Concetti Chiave
- Durante la Belle Epoque, la Francia visse episodi significativi di antisemitismo, culminati nell'affare Dreyfus, un caso emblematico di ingiustizia sociale e politica.
- Il caso Dreyfus iniziò nel 1894 con l'accusa di spionaggio contro il capitano Dreyfus, le cui origini ebraiche influenzarono negativamente il suo processo.
- Molti sostennero l'innocenza di Dreyfus, tra cui lo scrittore Emil Zola, che denunciò l'inquinamento delle prove da parte delle autorità militari francesi.
- La confessione di Henry nel 1898, relativa alla fabbricazione di prove false, portò a un nuovo processo e alla riabilitazione di Dreyfus nel 1906.
- L'affare Dreyfus non solo rivelò le ingiustizie del sistema giuridico francese, ma scatenò anche un ampio dibattito pubblico sull'antisemitismo in Europa.
Antisemitismo nella Belle Epoque
Durante la Belle Epoque episodi di antisemitismo si verificarono in tutta europa ma il fatto più emblematico accadde in Francia dove dominava la Francia reazionaria.

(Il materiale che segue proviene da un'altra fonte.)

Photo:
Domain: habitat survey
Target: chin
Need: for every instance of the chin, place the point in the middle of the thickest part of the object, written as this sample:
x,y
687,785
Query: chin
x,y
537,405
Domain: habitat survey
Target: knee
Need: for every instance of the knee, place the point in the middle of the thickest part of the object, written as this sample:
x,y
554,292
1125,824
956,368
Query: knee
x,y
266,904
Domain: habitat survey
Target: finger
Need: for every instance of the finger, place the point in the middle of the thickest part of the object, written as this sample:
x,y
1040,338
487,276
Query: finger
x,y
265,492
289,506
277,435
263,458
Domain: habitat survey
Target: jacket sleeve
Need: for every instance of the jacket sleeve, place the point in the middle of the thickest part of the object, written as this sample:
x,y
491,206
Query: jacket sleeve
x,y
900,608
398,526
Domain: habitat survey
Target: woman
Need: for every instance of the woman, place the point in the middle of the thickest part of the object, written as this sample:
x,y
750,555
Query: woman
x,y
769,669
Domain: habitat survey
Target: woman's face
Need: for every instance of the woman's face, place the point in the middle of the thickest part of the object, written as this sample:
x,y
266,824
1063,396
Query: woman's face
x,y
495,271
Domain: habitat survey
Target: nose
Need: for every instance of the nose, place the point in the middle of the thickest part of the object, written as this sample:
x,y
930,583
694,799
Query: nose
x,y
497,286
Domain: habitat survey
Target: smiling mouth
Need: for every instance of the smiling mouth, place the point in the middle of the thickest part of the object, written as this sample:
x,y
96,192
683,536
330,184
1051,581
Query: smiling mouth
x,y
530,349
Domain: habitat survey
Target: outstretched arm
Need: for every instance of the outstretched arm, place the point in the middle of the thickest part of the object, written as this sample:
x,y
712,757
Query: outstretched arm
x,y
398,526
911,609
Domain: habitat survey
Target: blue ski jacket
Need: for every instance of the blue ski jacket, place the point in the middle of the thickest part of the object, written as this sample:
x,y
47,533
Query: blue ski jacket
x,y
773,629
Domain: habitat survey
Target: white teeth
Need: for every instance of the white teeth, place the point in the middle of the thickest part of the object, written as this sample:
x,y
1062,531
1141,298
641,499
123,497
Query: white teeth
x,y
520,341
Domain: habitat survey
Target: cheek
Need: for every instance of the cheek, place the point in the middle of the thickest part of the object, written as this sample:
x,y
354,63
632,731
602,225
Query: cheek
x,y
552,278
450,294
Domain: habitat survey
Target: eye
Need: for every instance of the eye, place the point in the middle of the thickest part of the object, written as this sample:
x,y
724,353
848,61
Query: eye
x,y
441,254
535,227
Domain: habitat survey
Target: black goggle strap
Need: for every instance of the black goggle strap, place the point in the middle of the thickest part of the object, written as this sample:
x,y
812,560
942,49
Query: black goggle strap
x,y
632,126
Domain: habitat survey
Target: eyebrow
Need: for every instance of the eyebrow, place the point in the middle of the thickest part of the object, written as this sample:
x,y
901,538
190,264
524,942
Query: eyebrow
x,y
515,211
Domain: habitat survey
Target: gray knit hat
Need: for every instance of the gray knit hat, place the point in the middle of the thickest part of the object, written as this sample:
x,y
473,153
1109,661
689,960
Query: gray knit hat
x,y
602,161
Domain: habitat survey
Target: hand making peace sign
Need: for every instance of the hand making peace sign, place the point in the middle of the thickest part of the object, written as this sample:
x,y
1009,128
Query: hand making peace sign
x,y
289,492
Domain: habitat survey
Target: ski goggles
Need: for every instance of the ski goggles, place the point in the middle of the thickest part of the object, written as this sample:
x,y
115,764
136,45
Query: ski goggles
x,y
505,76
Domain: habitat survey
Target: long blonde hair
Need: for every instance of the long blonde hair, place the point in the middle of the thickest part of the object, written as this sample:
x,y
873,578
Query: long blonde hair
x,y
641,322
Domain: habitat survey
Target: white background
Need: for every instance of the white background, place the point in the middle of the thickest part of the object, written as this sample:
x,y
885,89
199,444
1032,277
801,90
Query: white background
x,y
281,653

Nel 1908 Maurras progettava uno stato forte, autoritario e nazionalista, reazionario e antisemita. Vi erano tendenze estremiste volte all’azione violenta e rivoluzionaria. Ci furono scioperi. I socialisti avevano posizione rivoluzionarie e di opposizione antimilitarista verso il governo. Nel 1914 i radicali guadagnarono la maggioranza dei francesi quando ridussero la leva a 2 anni la Francia entro nella prima guerra mondiale. L’opinione pubblica francese era stata scossa da una campagna antisemita, l’affare Dreyfus: caso di spionaggio.
Il caso Dreyfus e le sue origini
Il caso Dreyfus ebbe inizio nel 1894 quando i servizi segreti francesi trovarono nell’ambasciata tedesca materiali utilizzati dall’esercito francese. Segui una inchiesta che mise in mezzo il capitano Dreyfus, ufficiale dello stato maggiore. Nel clima antisemita le origini ebree del comandante giocarono a suo svantaggio e Dreyfus venne incarcerato. Nuove analisi grafologiche misero però in dubbio che si trattasse della sua scrittura, per cui il capitano avrebbe dovuto essere rilasciato. Dreyfus protestò la propria innocenza ma venne dichiarato colpevole.
La lotta per l'innocenza di Dreyfus
Molti si batterono per dimostrare l’innocenza di Dreyfus. Venne incriminato anche un altro ufficiale, Etserhazy, un nobile oberato dai debiti di gioco e per scagionarlo i servizi segreti francesi guidato dal colonnello Henry produssero altri documenti che accusavano Dreyfus. Lo scrittore Emil Zola accusò tutto lo stato maggiore francese di aver inquinato le prove macchiandosi. Per la sua pubblicazione Zola venne condannato a un anno di prigione.
La confessione di Henry e la riabilitazione di Dreyfus
Nel 1898 Henry ammise di aver fabbricato false prove per incolpare Dreyfus. Arrestato si taglio la gola nella sua cella. Il processo venne riaperto e nel 1906 la corte di cassazione emise la sentenza definitiva: Dreyfus era innocente.
Domande da interrogazione
- Qual è stato l'episodio più emblematico di antisemitismo in Francia durante la Belle Epoque?
- Come si sviluppò la lotta per l'innocenza di Dreyfus?
- Qual è stata la conclusione del caso Dreyfus?
L'episodio più emblematico fu l'affare Dreyfus, un caso di spionaggio che coinvolse il capitano Dreyfus, le cui origini ebree furono utilizzate contro di lui, portando alla sua ingiusta condanna nel 1894.
La lotta per dimostrare l'innocenza di Dreyfus coinvolse molti sostenitori, tra cui lo scrittore Emil Zola, che accusò lo stato maggiore francese di aver manipolato le prove. Nonostante le pressioni, Dreyfus venne inizialmente dichiarato colpevole.
Nel 1906, dopo la confessione del colonnello Henry riguardo alla fabbricazione di prove false, la corte di cassazione riaprì il processo e dichiarò Dreyfus innocente, segnando una vittoria per i diritti civili e contro l'antisemitismo.